Field recordings from the junkyard? More like the precursor to every avant-garde rock band of the ‘80s…

  • We Say...

    In the very early '80s, after we'd all moved to NYC and begun Sonic Youth, this record came to my attention somehow. It was one in a series that the wonderfully adventurous Folkways label was doing of natural sound recordings, made possible by the advent of more portable recording technologies.

    There's no doubt that the general huzz and clang of New York City had been seeping its way into much of the music made here for quite some time. In the early '80s the general noise level of the city was certainly an inspiration, something to incorporate into the music we were beginning to make. Sounds of the Junk Yard seemed super-relevant. Bands were using scrap-metal percussion, electric drills and grinders in performance, attempting to incorporate the insane noises of the city into the most advanced rock music of the day.

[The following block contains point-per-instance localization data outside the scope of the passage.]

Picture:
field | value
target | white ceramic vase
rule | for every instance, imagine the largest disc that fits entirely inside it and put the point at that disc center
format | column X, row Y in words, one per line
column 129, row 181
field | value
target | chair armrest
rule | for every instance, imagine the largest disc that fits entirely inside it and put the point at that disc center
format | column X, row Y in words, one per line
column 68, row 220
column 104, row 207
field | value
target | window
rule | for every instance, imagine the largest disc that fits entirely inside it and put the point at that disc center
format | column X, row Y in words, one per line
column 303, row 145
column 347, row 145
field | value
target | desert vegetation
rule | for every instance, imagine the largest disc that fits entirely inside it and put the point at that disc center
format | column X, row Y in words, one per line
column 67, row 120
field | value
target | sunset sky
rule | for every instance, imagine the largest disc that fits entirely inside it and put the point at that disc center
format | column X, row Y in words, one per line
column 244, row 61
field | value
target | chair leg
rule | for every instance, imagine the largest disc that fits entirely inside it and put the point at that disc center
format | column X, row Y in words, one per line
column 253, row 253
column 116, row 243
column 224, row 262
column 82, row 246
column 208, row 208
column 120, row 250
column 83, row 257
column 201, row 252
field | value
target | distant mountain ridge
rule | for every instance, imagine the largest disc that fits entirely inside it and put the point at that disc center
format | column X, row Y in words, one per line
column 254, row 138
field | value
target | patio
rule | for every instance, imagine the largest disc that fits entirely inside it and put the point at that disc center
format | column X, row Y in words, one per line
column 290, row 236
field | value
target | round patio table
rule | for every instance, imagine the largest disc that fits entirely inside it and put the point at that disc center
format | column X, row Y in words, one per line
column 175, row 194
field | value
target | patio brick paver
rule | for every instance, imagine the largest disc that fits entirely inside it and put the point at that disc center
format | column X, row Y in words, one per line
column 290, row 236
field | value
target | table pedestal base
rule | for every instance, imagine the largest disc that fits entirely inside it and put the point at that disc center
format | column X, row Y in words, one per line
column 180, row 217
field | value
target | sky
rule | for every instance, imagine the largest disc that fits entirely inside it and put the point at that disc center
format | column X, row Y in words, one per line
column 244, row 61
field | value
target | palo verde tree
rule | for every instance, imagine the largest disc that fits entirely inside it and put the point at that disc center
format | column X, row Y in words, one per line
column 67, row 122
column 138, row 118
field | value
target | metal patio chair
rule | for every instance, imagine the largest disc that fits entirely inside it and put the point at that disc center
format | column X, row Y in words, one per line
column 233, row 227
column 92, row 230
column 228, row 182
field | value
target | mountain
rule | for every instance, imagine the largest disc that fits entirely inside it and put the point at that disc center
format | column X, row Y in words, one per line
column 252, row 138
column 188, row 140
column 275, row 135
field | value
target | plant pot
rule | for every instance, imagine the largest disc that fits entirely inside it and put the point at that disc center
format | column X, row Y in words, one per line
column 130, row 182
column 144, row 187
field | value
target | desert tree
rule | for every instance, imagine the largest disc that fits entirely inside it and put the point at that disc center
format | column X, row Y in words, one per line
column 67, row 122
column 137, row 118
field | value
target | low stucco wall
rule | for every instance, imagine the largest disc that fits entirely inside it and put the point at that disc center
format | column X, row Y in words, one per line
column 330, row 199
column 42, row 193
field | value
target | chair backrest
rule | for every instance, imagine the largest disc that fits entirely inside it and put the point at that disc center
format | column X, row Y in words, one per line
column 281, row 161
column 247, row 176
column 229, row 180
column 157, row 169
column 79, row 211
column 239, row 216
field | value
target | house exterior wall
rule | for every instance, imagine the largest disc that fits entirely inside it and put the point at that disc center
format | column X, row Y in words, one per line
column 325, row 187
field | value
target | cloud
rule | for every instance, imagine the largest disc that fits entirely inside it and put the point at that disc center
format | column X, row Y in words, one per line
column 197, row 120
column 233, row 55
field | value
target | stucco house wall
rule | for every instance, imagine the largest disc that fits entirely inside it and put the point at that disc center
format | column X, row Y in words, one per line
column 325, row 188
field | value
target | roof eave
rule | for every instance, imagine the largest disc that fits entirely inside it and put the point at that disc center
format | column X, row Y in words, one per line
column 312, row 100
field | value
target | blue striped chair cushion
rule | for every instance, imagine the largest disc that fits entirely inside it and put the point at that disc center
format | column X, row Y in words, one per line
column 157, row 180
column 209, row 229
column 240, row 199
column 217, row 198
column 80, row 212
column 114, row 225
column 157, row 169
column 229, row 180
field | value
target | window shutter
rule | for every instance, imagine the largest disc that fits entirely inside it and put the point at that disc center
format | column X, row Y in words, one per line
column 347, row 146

    The opening track here, "Acetylene Torch," seemed in exactly the same ballpark as the music we were obsessing over at the time by the German band Einstürzende Neubauten ("Collapsing Modern Buildings") on their album Kollaps. (They even named a later record called Five on the Open-Ended Richter Scale — equating their sound with the magnitude of earthquakes!) Tracks like "Truck Unloading" and "Crane Loading" could have come off the first Mars or UT album. Stray sounds, chaotic percussion and jarring climaxes were inspiration for such No Wave bands then springing up around the city. Why differentiate between melodic chord changes and random noise bursts? "Burning" (great title) is as ambient as you wanna be, more glitched out than Autechre. Had he ever heard "Alligator Shear," Aphex Twin might never have happened! "Steel Saw Cutting" presages American hardcore music by about a decade. "Paper Baler" evokes Eric Gaffney rummaging around his bedroom, trying to find the mic and bong just before heading out to record The Freed Weed, the first Sebadoh record. (It was a cassette, actually.)

    I found myself frequenting many construction sites around NYC, early-version Walkman® in hand, recording pile drivers, truck horns, etc. Glorious NOISE seeped into our mindsets back then, reprogramming our synapses — it was all around us city-dwellers and, as this record shows, at the junk yard as well.